Reflecting on her time as editor, Lisa Roney shares:

“Over the past five years, it has been a great privilege to be editor-in-chief of The Florida Review and to introduce the new website in 2017 as Aquifer: The Florida Review Online. I’m so pleased with the high quality and diversity of the more than 600 writers and artists we’ve published in that time, and I owe a debt of gratitude to all the genre and special editors who have worked faithfully with me during this time—Kenneth S. Hart, Victoria Campbell, Nicole Oquendo, and Mike Shier especially, without whom I would never have been able to survive much less thrive as we have. Many other book review editors, GTAs, MFA interns, and undergraduate interns have also contributed to the success of the magazine during these years. I’m thrilled that Jake Wolff has agreed to take on the role of editor, as I believe he will both continue the 40+-year tradition of TFR at its finest and add his own innovations as well. Fond farewells!”

From Jake Wolff, on assuming editorship of the magazine:

“I’m very lucky to be inheriting a magazine in such fine condition. Over the past five years, The Florida Review has seen a return to consistent, semi-annual publication; a sleeker, more modern redesign of both its print pages and website; its first piece selected for the Best American series; and a dramatic increase in the amount of money we are able to award writers via our various contests and prizes. I hope to continue the magazine’s commitment to diverse voices, both emerging and established, and to championing all of the authors we publish.

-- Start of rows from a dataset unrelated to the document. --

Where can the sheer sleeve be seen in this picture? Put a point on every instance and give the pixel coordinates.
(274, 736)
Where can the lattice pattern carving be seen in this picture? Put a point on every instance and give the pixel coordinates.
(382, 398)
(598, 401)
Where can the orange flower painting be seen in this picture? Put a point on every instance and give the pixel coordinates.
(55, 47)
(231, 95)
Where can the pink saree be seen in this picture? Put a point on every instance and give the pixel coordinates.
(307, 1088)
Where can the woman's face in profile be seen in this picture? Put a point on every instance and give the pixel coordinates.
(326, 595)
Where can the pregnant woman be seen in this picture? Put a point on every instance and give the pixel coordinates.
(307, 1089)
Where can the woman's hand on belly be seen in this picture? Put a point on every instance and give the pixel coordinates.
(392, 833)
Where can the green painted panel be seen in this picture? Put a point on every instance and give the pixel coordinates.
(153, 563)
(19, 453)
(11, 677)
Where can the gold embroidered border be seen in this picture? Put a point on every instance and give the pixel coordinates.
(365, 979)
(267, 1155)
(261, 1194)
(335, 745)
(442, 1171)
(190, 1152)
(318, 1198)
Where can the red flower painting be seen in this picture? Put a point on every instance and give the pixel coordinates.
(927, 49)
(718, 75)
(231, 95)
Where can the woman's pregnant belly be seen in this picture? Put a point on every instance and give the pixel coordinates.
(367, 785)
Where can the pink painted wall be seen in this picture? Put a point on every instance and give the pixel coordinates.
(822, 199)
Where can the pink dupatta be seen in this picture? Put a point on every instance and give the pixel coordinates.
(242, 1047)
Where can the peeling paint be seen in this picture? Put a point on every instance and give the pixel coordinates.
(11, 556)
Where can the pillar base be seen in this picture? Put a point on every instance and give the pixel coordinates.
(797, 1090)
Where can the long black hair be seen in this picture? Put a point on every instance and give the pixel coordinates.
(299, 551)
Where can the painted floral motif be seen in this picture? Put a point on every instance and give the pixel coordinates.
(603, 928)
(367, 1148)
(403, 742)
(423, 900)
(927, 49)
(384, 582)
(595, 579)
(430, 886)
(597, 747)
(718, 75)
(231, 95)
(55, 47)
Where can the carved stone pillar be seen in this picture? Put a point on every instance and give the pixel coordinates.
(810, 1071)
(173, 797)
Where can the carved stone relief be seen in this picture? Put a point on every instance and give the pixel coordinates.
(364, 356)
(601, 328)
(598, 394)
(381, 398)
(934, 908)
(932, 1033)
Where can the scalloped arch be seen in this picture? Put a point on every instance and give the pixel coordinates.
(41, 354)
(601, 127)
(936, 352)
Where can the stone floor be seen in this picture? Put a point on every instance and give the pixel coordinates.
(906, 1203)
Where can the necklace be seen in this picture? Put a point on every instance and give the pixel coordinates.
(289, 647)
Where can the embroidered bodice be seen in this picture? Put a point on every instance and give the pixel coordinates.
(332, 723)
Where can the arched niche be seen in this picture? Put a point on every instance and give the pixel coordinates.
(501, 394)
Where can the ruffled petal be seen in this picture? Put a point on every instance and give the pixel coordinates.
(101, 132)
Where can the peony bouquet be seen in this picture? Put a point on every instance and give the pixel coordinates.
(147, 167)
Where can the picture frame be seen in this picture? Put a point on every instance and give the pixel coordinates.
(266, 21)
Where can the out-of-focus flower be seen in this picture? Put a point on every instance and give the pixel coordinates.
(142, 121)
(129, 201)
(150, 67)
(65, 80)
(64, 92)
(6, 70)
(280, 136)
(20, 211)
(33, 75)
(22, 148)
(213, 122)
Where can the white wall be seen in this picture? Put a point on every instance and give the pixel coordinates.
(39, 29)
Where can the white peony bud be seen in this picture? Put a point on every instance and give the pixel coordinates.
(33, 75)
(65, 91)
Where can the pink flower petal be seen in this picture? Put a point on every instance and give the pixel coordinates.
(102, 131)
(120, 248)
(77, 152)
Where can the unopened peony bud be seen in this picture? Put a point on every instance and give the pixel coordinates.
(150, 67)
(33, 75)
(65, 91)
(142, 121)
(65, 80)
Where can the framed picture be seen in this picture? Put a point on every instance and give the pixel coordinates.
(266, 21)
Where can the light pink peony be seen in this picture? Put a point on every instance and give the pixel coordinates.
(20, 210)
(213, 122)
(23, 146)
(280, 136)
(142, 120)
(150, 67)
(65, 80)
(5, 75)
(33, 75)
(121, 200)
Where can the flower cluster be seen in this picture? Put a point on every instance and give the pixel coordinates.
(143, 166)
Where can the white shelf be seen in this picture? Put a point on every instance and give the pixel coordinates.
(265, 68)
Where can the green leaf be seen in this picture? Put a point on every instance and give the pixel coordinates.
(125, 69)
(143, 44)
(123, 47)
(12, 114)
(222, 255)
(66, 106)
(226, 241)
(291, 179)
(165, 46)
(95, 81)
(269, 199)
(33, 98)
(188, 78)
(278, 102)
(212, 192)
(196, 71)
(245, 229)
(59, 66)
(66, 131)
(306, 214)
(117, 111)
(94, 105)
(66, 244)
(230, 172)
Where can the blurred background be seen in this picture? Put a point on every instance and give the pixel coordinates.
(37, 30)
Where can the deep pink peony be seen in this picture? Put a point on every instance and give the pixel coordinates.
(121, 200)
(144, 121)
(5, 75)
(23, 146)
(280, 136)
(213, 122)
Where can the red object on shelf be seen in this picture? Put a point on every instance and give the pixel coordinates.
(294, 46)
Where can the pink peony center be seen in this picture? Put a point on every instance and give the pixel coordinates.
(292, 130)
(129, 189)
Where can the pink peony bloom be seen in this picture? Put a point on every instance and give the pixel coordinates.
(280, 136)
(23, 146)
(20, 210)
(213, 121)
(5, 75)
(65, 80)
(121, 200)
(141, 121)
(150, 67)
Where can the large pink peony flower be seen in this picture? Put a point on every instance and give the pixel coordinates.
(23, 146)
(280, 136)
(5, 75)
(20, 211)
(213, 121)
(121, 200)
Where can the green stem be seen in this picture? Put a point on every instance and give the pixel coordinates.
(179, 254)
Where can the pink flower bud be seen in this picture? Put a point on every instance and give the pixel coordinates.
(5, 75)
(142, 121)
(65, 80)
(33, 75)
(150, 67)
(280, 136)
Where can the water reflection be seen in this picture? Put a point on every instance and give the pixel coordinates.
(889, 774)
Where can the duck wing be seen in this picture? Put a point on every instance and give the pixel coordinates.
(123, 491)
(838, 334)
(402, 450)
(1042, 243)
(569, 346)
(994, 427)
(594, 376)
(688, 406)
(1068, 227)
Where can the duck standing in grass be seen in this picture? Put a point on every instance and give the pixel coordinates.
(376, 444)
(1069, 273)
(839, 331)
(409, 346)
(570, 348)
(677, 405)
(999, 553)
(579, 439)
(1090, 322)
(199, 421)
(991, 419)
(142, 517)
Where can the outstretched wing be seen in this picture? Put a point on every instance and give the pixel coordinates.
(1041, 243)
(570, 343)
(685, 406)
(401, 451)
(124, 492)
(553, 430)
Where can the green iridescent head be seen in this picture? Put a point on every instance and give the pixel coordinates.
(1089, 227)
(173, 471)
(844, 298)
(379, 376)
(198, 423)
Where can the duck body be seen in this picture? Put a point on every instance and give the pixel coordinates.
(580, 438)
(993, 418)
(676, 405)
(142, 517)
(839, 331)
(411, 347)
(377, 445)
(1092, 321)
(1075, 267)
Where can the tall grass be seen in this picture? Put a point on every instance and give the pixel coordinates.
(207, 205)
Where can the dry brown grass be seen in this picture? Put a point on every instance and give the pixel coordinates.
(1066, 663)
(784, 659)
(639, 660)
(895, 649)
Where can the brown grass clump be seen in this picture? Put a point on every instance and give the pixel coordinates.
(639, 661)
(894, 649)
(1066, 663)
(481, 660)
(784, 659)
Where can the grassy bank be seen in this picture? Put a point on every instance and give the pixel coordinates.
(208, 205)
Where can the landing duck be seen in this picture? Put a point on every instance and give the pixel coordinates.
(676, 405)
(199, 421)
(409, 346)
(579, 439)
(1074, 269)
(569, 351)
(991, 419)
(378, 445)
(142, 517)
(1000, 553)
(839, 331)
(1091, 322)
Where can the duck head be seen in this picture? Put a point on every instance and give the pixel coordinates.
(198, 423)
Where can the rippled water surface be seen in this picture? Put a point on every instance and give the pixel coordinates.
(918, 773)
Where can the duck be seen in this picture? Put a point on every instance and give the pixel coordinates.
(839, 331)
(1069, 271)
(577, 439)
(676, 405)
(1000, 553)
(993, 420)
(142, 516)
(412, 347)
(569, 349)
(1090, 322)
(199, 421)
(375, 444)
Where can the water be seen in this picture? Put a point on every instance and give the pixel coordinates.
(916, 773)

Since I like to consider my own work to be a mashup of various genres and forms, I’ll especially be looking for stories, essays, and poems that cross genre lines or disrupt our notion of genre while still communicating deeply felt, deeply urgent conflicts. But most of all, I just want to publish good work.”

Due to production schedules of print and online magazines, Lisa Roney will be co-editing our forthcoming 44.2 issue due for publication this coming December and leaving her editorial mark on the fine work still to be published throughout the fall on Aquifer.

Bidding the fondest of farewells to Lisa, and the warmest welcome to Jake here at The Florida Review.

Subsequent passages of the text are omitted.